在科幻电影中,冷冻技术往往被描绘成通往未来的时间机器,人们走进冰柜,等待技术突破,醒来时已是百年之后,在现实的中国,当“冰冻人”不再是电影里的概念,而是一群活生生的人及其家属正在经历的日常时,这幅图景远比科幻更为沉重,也更为真实。
中国冷冻人保存协会(CICS)的会员们,大多已在这个液氮罐里沉睡了二十多年,对于外界而言,他们是一串冰冷的编号或一具具待复苏的躯体;但对于留在人间的他们来说,这才是真实的“冰冻人”生活。
冰柜之外的守望者
“冰冻人”的生活,很大程度上是由他们的家属撑起来的。
第一位接受冷冻的中国人王跃刚,至今仍躺在液氮罐中,对于他的妻子而言,她的生活被分割成了两个世界:一个是充满烟火气的现实,另一个是充满科技感的液氮库,每隔一段时间,她需要去液氮库检查罐体压力,确认温度是否稳定在零下196摄氏度,这不仅仅是维护设备,更像是在维护一个关于“家”的信仰。

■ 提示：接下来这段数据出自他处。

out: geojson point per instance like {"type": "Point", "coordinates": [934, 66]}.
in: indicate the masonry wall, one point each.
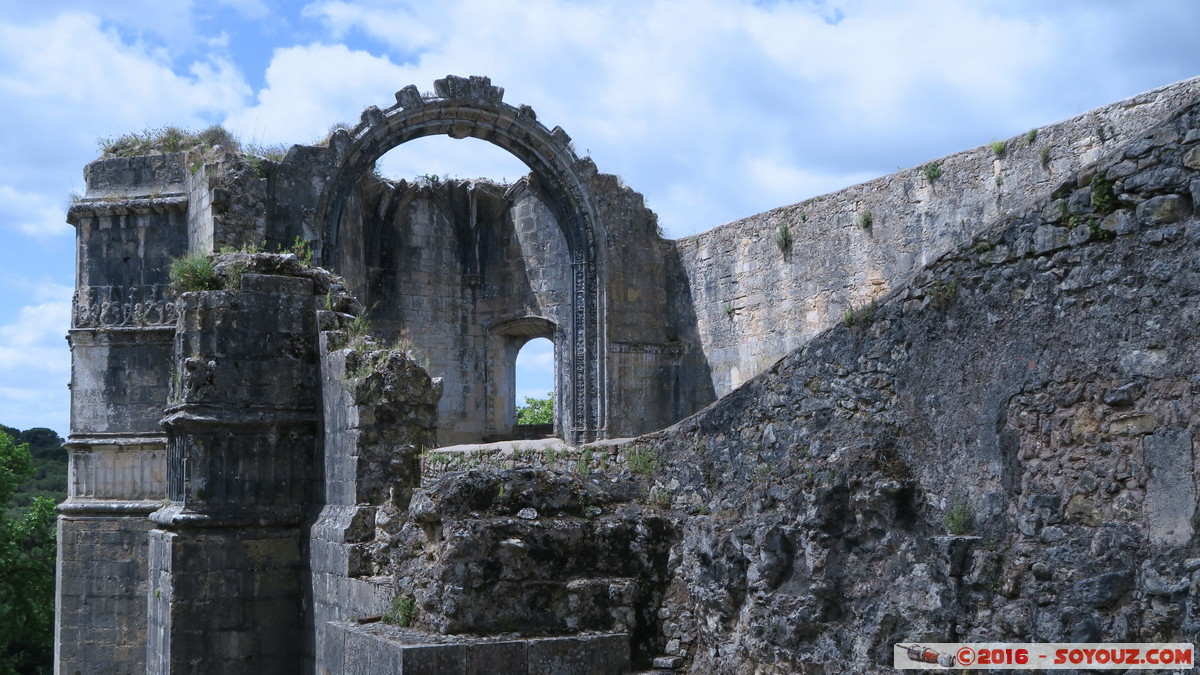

许多家属表示,这是一种极为孤独的修行,他们要面对巨大的经济压力——液氮的持续消耗和设备维护是一笔不小的开支;他们还要面对社会的异样眼光,被误解为“不孝”或“迷信”,在清明节扫墓时,他们不仅要祭奠逝去的亲人,还要去那个特殊的“冷冻基地”看一看,这种双重仪式感,让每一次祭扫都充满了对未知的敬畏。
漫长的等待与科学的前行
对于这些冷冻人来说,时间仿佛在他们身上静止了,而家属们却要独自面对时间的残酷。
这并非完全绝望的等待,近年来,中国在人体冷冻领域的科学突破,给了家属们一丝喘息的希望,2024年,中国科学家成功冷冻并复苏了猴子的心脏,这一里程碑式的成果,让许多家属看到了人类未来被“唤醒”的可能性。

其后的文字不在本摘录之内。